2013, Odd Numbers and High Stakes

Article published on Dec. 14, 2012
Article published on Dec. 14, 2012
By Aris Kokkinos (live from the European Summit), translated by Danica Jorden Even if the European Union paid any attention to the Mayan calendar, it seems the 13th year of the 21st century is as frightening as the online apocalypse.
In 2013, the legislative framework for the banking union will be put in place, but 2014 is the year European leaders have chosen for its launch -- in the hope that the present financial morass will have cleared up between now and then, and that German electors will have confirmed Angela Merkel to lead the EU.

As a prelude to the meeting of the Council, the group of 27 arrived at an agreement at the end of the night of 12/12/12 concerning supervision of the EU’s (larger) banks, aka the banking union, which hopefully will be able to resolve the banking crisis. The banking union will be launched on 1 March 2014, close to the election of the European Parliament.

Big Banks (under the scope) and Black Holes (in the books)

François Hollande will get his wish, as the legislative framework of the banking union will be in place by 1 January 2013. But Angela Merkel will be the big winner as the union’s implementation will be stretched out over the entire year. At the Ecofin meeting on 12 December, German finance minister Wolfgang Schäuble specified: “I think we can find a common solution, but the ECB will need a year to put the legislation into place.” Time will tell, because in 2013, the European Central Bank forecasts a 0.3% decrease in the eurozone’s gross domestic product, and inflation to be at 1.6%. A return to better days is expected for 2014, with a double forecast of 1.2% growth with 1.4% inflation. When the banking union goes into effect, it will oversee, in the following order, banks having more than 30 billion euros in assets, banks worth more than 20% of their respective country’s GDP, so long as their assets are less than 5 billion euros, and finally banks that are recipients of European aide programmes.
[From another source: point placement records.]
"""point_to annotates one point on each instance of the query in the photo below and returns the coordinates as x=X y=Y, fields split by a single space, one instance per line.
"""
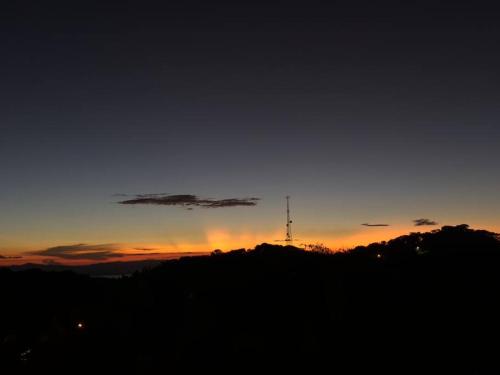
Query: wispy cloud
x=81 y=251
x=10 y=257
x=423 y=222
x=188 y=201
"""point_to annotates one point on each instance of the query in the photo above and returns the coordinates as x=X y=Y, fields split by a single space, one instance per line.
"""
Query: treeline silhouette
x=421 y=303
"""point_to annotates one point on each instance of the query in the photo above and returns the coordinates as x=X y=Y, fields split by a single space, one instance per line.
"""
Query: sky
x=363 y=112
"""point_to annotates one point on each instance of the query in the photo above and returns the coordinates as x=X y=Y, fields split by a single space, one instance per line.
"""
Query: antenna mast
x=289 y=238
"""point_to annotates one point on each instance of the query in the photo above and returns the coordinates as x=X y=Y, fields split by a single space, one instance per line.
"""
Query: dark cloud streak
x=189 y=201
x=81 y=251
x=423 y=222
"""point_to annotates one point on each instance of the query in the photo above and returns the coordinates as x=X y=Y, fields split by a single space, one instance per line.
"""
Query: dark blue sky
x=360 y=111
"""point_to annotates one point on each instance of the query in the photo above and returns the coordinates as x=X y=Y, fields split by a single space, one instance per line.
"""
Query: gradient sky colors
x=362 y=112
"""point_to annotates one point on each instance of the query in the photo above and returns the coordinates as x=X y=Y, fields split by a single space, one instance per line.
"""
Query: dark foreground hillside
x=422 y=303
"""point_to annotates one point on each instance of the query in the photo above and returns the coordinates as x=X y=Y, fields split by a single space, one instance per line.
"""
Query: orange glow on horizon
x=225 y=240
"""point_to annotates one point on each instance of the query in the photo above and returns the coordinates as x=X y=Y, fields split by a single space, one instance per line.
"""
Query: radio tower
x=288 y=238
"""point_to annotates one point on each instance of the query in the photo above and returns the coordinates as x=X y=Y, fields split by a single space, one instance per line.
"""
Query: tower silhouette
x=288 y=238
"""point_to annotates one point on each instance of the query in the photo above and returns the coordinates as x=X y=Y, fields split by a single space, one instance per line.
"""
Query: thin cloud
x=81 y=251
x=423 y=222
x=188 y=201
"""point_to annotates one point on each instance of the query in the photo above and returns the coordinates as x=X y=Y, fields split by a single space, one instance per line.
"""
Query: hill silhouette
x=420 y=303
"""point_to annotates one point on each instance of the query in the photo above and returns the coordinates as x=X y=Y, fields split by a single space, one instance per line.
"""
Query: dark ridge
x=421 y=303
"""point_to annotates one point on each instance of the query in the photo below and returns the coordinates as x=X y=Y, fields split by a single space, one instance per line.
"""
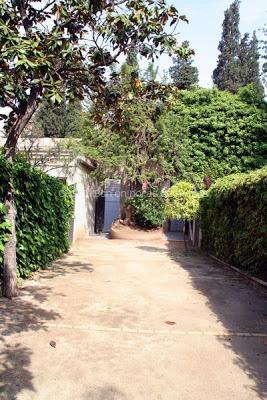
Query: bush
x=234 y=220
x=4 y=230
x=148 y=209
x=182 y=202
x=44 y=208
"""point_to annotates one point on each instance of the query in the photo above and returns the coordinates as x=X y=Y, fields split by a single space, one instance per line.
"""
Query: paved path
x=106 y=306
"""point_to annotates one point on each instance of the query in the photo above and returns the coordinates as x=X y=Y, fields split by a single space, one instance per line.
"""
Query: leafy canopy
x=63 y=48
x=213 y=133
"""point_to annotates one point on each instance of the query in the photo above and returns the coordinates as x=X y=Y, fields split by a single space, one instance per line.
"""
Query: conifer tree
x=227 y=74
x=249 y=62
x=183 y=73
In other words, we’re set to see more quarrels about disowned figures, recalling the Maastricht criteria disagreements. In any case, the ECB will oversee the three principal banks of each concerned State. The number of overseen banks will vary between 150 and 200. That’s the compromise reached between Paris, who demanded that the ECB oversee the banking union, and Berlin, who did not want its 420 some-odd regional banks supervised by anyone other than the Bundesbank.

New Year brings Councils

The banking union already has a theoretical conception: a Supervisory Council of the banking union will be integrated into the ECB, to be made up of a president, a vice-president, four ECB members and representatives of 17 national supervisors. The ECB Governor’s Council, for its part, will ratify the Supervisory Council’s major decisions on countries outside the eurozone. Not easy. In order to guarantee the separation of power between banking supervision and monetary policy, States will establish an independent committee that will have final say in case of disagreement. It remains to be seen how this will work out in 2014, taking into account as well the European Banking Authority. Inaugurated in 2011 and headquartered in London, this regulatory body will not likely forget to express the British exception, as it should be pointed out that the United Kingdom prefers to abstain from the banking union. In order to have everyone’s agreement, European Parliament president Martin Schultz declared at the European Council’s press conference today 13 December that the eurozone’s budget should be under the control of the entire EU. Perhaps one day Europe will unite politically as well as economically.